Санитар Радтке был совсем молодым заключенным – он выглядел на девятнадцать, хотя впоследствии выяснилось, что ему двадцать три. Я сидел на скамейке в лазарете, он возился около меня, и я до сих пор не мог осознать, что приключилось со мной в последние часы: не успел я приготовиться принять судьбу сперматозоида, в предбаннике газовой камеры ожидающего отправки в тревожную неизвестность, из которой не возвращаются, как меня вернули обратно в старый привычный мир и обрекли домучиваться.
– Я совершенно здоров и ни на что не жалуюсь, – сказал я санитару. – Сам не понимаю, зачем меня направили в лазарет.
– В любом случае, если вы здесь, то это удача, – сказал санитар Радтке. – Глупо будет уйти отсюда и угодить на тяжелые работы. Придумайте себе что-нибудь.
– Ну, может быть, вот эта перхоть? – сказал я и потряс головой.
– Перхоть мы тут лечим обезглавливанием, – бросил Радтке.
Я задрал робу на спине:
– Это, наверное, тоже не подойдет?
Радтке внимательно осмотрел мои рубцы, оставшиеся от палки надсмотрщика.
– А вот это как раз очень даже ничего, – оживился Радтке, с удовольствием осматривая рубцы. – Это подходит. Отличная работа! Это просто прекрасно! А вы знаете, что можете умереть от заражения крови? У вас нагноение. Сейчас я обработаю антисептической мазью.
Он с удовольствием полез в стол, достал маленькую баночку какой-то мази, но вдруг спохватился:
– Но у нас ее очень мало. Достается не каждому. Давайте договоримся так. Вы психоаналитик. Я помогу вам, а вы поможете мне. Идет?
– Идет, – сказал я.
– А то я не сплю ночами, – сказал Радтке. – Просто свихнулся уже.
– Почему? – спросил я.
Радтке задумался.
– Нет, я не имею права это рассказывать… – сказал он.
Я молчал.

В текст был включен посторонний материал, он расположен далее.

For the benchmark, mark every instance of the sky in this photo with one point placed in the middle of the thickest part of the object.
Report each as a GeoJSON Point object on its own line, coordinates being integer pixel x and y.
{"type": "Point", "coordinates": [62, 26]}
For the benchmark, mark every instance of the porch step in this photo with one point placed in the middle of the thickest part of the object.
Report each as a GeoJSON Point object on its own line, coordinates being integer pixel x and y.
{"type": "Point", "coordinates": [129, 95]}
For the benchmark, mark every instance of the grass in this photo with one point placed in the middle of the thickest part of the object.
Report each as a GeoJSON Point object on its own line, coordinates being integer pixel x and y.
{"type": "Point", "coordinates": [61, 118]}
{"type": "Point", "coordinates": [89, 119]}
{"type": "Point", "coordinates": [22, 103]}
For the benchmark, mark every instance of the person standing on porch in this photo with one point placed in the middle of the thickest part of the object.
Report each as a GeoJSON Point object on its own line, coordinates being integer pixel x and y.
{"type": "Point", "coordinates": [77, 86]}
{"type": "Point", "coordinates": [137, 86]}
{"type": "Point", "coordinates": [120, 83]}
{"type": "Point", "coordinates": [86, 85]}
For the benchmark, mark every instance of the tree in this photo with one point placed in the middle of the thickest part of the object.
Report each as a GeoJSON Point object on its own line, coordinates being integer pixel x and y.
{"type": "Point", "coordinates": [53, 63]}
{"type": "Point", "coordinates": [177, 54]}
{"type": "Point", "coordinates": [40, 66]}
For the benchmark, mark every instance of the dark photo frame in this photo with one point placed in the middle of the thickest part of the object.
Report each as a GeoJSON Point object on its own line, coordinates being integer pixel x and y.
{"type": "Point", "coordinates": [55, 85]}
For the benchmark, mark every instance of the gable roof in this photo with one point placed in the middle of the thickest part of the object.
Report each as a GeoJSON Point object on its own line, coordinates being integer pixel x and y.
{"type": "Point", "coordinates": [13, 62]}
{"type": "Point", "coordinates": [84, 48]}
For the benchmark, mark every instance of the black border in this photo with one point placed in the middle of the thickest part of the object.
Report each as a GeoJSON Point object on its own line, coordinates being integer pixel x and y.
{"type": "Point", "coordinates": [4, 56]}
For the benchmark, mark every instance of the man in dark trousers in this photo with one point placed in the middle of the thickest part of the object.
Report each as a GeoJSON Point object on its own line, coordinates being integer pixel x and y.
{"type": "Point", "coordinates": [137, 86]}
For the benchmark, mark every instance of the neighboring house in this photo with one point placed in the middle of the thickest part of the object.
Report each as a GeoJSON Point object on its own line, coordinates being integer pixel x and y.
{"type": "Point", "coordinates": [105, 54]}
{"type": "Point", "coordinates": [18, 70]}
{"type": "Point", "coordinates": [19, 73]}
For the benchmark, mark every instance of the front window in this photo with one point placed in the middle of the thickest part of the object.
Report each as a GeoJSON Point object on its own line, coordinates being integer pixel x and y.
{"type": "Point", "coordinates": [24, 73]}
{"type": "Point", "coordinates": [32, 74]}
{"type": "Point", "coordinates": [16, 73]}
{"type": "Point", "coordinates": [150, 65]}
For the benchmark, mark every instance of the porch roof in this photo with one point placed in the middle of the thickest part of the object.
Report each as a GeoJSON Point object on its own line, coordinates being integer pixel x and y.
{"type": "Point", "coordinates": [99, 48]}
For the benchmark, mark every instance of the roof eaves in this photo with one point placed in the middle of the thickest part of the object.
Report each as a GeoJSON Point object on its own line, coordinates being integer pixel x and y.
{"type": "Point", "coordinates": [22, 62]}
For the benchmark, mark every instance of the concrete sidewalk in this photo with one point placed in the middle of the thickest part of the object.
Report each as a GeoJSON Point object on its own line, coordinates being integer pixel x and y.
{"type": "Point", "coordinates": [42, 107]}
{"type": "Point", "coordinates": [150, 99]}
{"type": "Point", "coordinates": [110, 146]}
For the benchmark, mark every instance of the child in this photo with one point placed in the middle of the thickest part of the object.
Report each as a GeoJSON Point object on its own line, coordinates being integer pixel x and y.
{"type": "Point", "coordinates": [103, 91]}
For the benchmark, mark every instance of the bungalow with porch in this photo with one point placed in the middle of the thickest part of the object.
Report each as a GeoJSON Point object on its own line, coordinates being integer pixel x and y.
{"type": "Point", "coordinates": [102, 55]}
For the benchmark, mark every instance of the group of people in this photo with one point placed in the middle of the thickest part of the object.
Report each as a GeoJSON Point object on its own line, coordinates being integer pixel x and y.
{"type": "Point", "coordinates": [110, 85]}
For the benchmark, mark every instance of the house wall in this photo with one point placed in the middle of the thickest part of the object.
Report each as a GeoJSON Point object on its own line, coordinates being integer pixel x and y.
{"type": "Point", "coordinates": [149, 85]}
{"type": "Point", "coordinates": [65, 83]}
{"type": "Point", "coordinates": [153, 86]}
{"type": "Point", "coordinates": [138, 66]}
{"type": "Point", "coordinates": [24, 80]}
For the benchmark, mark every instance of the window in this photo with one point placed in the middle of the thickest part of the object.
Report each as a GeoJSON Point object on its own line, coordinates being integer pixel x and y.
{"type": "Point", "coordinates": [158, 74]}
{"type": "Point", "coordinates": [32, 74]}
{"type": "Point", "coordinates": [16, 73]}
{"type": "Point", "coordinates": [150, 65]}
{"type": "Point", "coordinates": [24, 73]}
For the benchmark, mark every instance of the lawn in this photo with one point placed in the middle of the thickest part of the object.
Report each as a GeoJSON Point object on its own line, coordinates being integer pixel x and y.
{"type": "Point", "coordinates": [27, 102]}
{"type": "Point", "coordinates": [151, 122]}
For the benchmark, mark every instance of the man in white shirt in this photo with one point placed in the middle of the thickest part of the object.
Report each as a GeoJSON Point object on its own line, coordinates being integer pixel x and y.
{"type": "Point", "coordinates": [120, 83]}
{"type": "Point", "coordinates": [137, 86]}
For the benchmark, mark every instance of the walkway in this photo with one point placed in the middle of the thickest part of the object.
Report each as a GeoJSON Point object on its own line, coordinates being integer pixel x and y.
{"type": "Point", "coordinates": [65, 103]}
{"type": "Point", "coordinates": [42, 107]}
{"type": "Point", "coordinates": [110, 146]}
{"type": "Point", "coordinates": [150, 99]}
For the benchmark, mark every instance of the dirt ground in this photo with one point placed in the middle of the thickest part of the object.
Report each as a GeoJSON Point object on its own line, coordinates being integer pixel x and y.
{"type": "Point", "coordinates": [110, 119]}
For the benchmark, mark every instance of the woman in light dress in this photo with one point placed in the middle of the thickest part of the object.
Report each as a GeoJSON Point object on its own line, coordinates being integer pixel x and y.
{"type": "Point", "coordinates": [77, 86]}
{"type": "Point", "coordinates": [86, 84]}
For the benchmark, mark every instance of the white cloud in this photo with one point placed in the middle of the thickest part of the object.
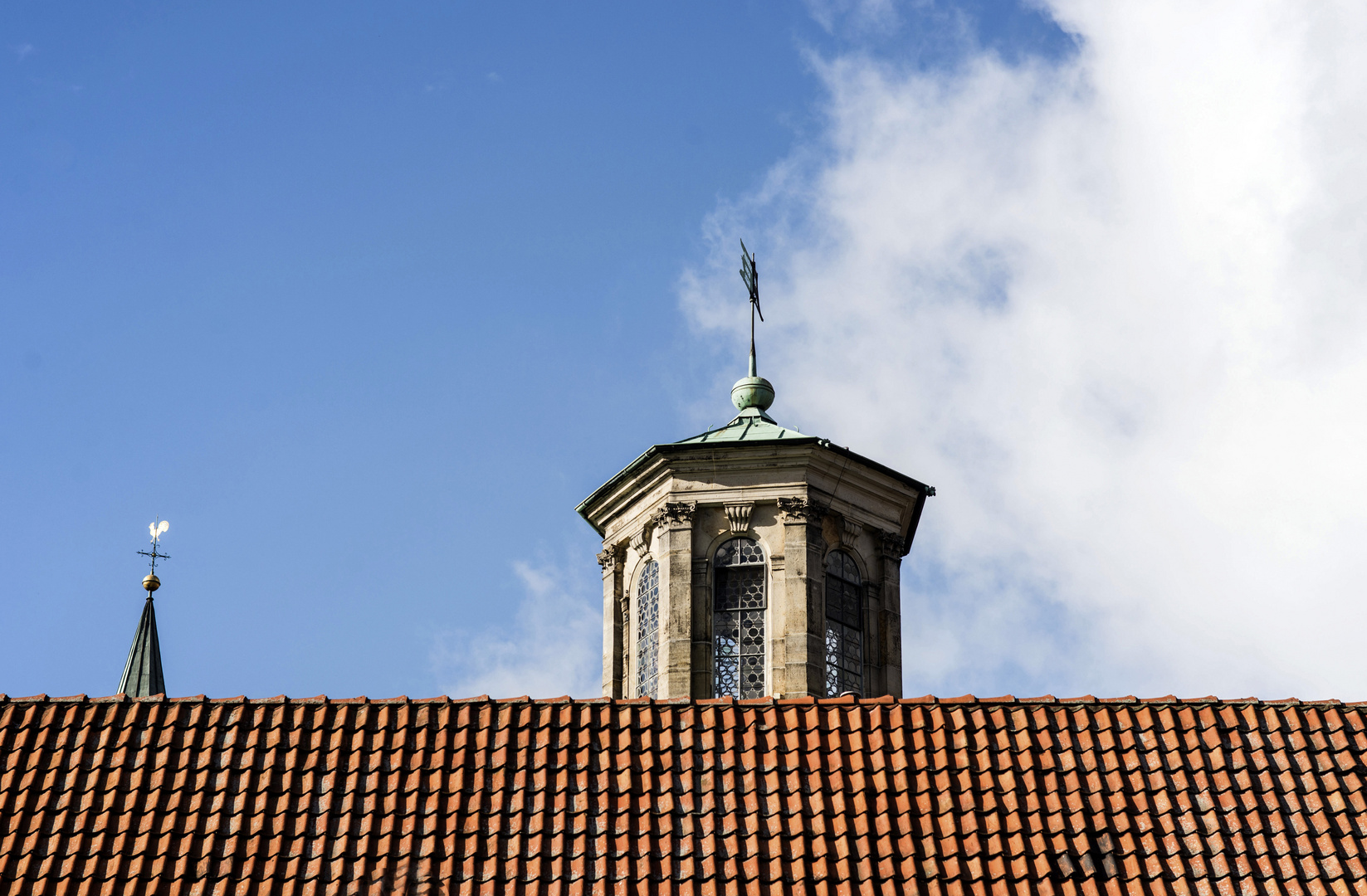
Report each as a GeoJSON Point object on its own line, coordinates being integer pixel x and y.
{"type": "Point", "coordinates": [1113, 309]}
{"type": "Point", "coordinates": [553, 648]}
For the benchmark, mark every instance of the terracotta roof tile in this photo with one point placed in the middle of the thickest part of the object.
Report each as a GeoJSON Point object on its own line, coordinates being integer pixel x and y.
{"type": "Point", "coordinates": [961, 796]}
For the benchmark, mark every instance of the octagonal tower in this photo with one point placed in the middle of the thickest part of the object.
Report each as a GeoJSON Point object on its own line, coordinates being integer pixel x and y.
{"type": "Point", "coordinates": [754, 560]}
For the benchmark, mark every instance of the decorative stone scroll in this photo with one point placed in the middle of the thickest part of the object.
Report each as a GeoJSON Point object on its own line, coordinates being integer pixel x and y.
{"type": "Point", "coordinates": [674, 515]}
{"type": "Point", "coordinates": [642, 540]}
{"type": "Point", "coordinates": [889, 543]}
{"type": "Point", "coordinates": [849, 532]}
{"type": "Point", "coordinates": [739, 515]}
{"type": "Point", "coordinates": [798, 509]}
{"type": "Point", "coordinates": [612, 558]}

Радтке продолжал колебаться.
– В общем, так… – решился он наконец. – У нас есть группа заключенных. Мы готовим побег. Но я не хочу бежать.
– Почему? – спросил я.
– Ничем хорошим это не кончится, – сказал он. – Я не хочу обуглиться на электрическом заборе. Не хочу, чтобы меня рвали собаки. Не хочу публично дергаться на виселице на аппельплац.
– А если побег получится? – спросил я.
– У меня был старший брат… – сказал он. – С ним всегда все кончалось хорошо. Он ввел меня в эту группу. Но недавно он умер от дизентерии.
– Если вам страшно, вы можете отказаться, – сказал я.
– Не могу, я уже в курсе дела. Один у нас уже отказался. А утром не проснулся. Его задушили, чтоб не болтал… Понимаете, этого брат хотел! Он у нас смелый! А я не хочу! Господи, ну зачем он втащил меня в это? Зачем он умер?
Радтке в отчаянии смотрел на меня.
– Вы можете сдать всех администрации, – предложил я. – Их повесят, и тогда некому будет душить вас в бараке.
– Я знаю, что вы легко идете на предательство, – помолчав, сказал Радтке. – Это ведь вы сдали Канторовича?
Я кивнул.
– Вы хотите, чтобы теперь и я сдал своих? Чтобы предал тех, кто доверяет мне?
– Так доверяет, что готов задушить вас, если вы откажетесь?
Радтке молчал. Вдруг он схватил меня за рукав и прошептал:
– А вы не хотите бежать с нами?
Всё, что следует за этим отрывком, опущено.